The time has come to pay tribute to the consummate blues woman Memphis Minnie, on the 120th anniversary of her birth.
Memphis Minnie came into the world as Lizzie Douglas, one of thirteen children born to Abe and Gerturde Douglas in Algiers, New Orleans, on June 3, 1897. She didn’t care for the name Lizzie, and took to using the name “Kid” Douglas, a nickname given by her parents, when performing. Before she was a teenager, she learned to play banjo and guitar, and ran away to Beale Street at thirteen. Taking to a life of music, she played street corners and toured the South with the Ringling Brothers Circus. In 1929, she was given the moniker of “Memphis Minnie” by a Columbia record man while making her first records with her second husband Joe McCoy, who was dubbed “Kansas Joe”. The next year saw the release of one of her most famous songs, “Bumble Bee”, of which she recorded a number of different versions.
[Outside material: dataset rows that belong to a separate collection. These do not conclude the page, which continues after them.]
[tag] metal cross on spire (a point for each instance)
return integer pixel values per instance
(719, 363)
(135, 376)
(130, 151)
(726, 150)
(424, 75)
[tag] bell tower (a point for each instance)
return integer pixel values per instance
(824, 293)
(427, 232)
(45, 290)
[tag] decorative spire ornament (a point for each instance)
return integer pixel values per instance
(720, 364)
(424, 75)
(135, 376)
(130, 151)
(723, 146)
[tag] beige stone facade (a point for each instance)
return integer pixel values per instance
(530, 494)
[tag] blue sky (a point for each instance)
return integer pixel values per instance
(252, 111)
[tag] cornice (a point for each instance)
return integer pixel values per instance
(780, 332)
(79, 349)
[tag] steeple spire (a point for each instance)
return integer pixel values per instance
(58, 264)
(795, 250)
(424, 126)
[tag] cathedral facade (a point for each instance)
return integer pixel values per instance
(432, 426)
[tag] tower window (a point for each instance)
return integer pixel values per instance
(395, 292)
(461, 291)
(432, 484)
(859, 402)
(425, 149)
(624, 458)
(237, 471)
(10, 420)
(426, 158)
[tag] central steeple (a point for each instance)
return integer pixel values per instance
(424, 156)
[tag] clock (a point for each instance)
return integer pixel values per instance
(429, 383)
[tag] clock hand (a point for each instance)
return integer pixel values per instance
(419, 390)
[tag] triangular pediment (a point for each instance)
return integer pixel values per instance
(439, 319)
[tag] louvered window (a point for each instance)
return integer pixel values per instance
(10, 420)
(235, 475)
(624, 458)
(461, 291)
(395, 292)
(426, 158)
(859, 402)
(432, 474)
Minnie and Kansas Joe went on to make a series of records together for Vocalion and Decca before their divorce in 1935. Relocating to Chicago, Minnie became a staple of the nightclubs, joined Lester Melrose’s stable of blues artists, and beat Big Bill Broonzy in a cutting contest. In the late 1930s, Minnie married Ernest Lawlars, better known as Little Son Joe, another blues artist, and they performed together as she had with her previous husband. In 1941, she recorded some of her biggest hits, “Me and My Chauffeur Blues” and “Looking the World Over”. Minnie continued to perform and record into the 1950s, but ill health forced her to retire thereafter. Memphis Minnie died of a stroke, the last of several, on August 6, 1973.
Vocalion 03046 was recorded on August 22, 1935 in Chicago, Illinois. As the label would suggest, the instrumentation features Memphis Minnie on guitar, Black Bob Hudson on piano, and Bill Settles on string bass.
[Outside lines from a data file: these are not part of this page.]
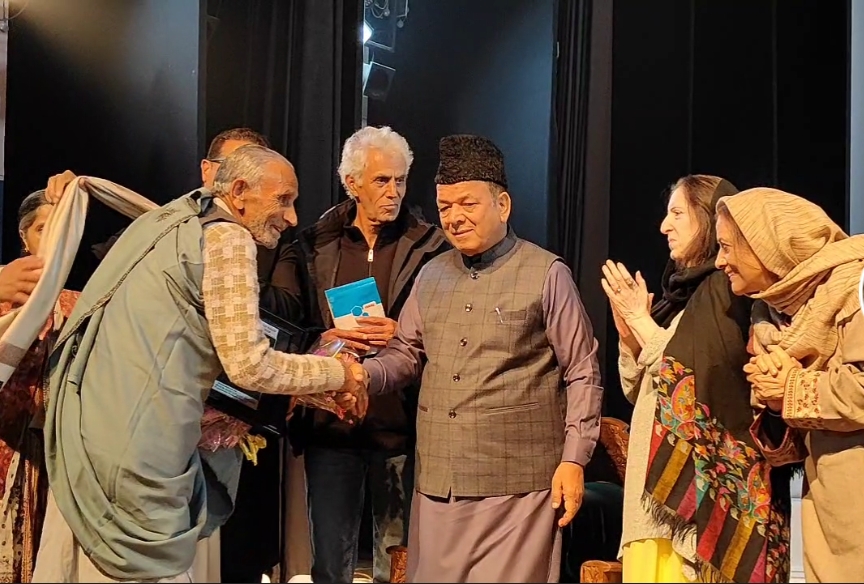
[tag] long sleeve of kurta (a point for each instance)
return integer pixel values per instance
(230, 291)
(832, 399)
(569, 333)
(401, 363)
(632, 370)
(572, 338)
The identity of pianist “Black Bob” is surrounded by a great deal of uncertainty and confusion. He is known to have been a prolific sideman for Big Bill Broonzy, Washboard Sam, Memphis Minnie, and others, and he recorded extensively for Bluebird and the American Record Corporation between 1932 and 1942, yet his real name and identity are not verified. A number of names have been put forth, including Bob Hudson, boogie-woogie man Bob Call, Chicago pianist Bob Robinson, and others. The most likely candidate seems to be Hudson, who recorded with the Memphis Nighthawks on the same day as Black Bob’s session with Big Bill’s Jug Busters, and made one unissued side under his own name two days later, which is reported to match stylistically with Black Bob’s playing. Most sources, when a last name is given at all, identify Black Bob as Hudson.
First up, Minnie, Bob, and Bill beat out the swing number “Joe Louis Strut”, one of a number of tunes dedicated to the world heavyweight champion of the same name.
Another of those “number of tunes” is on the flip, on which Minnie sings solo on her tribute/plea for love to Louis, the classic “He’s in the Ring (Doing that Same Old Thing)”. This is take “2” of the song; I prefer the first take myself, but to my knowledge, it wasn’t released commercially on 78.